See if I haven't. As an individual of a species threatened with extinction, I've done the math. If luck holds my hand and I reach the statistical life expectancy for a male: 81 years, I have 27 calendar years left. Enough time, if the trend in linguistic use of the last five decades continues, to attend the funeral of my language—which would already be below 20% as the language commonly used among Catalans—before attending my own funeral, dressed in a pine suit.

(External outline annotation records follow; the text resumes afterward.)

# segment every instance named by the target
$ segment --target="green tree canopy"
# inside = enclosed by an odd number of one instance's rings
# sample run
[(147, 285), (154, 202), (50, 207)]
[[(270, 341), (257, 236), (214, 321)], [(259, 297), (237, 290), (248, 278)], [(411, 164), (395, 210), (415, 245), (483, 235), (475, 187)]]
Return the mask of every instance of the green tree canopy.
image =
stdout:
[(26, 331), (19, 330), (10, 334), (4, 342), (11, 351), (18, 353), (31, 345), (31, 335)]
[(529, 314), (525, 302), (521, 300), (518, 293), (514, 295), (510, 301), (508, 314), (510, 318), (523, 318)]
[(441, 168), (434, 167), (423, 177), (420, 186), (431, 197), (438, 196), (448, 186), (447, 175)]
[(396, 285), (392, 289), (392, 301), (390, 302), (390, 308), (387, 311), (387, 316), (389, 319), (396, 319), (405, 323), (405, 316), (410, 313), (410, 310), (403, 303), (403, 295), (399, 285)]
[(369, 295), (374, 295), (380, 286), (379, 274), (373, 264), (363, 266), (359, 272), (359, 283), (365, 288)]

Since migration flows aren't expected to change, and there's no sign of a rise in the birth rate, it's reasonable to assume that this is what would happen if the government continued to sit idly by. Although, truth be told, it's not clear that the situation will be any different now that it has decided to move on. Because the truth is that language, once learned only, without a sufficient critical mass of speakers who consider it their mother tongue, tends toward rickets. And from there to average uselessness is only a short step, because the richness of its expression suffers from malnutrition. But let's not dwell on demographics, as the mere mention of them marks one as unsympathetic, conservative, and supremacist, even if one has read and adores Paco Candel.

On a purely political level, the National Pact for Language confirms Salvador Illa's political intelligence. The president of the Generalitat (Catalan government) has both feet on the stone that acts as the lowest common denominator of Catalan identity: language, and makes it more difficult for the opposition line promoted by Junts (Junts) to take root when it accuses him of denationalizing Catalonia. Perhaps granting him that endorsement was too much for the members of the Junts (Junts). Even so, Jordi Pujol's presence is what it seems. A reminder that in 2025, it is still possible to maintain an eye above the partisan struggle on core identity issues like language. The former president's presence made it clear that a vigilant and critical yes from Junts would have been more understandable and easier to explain.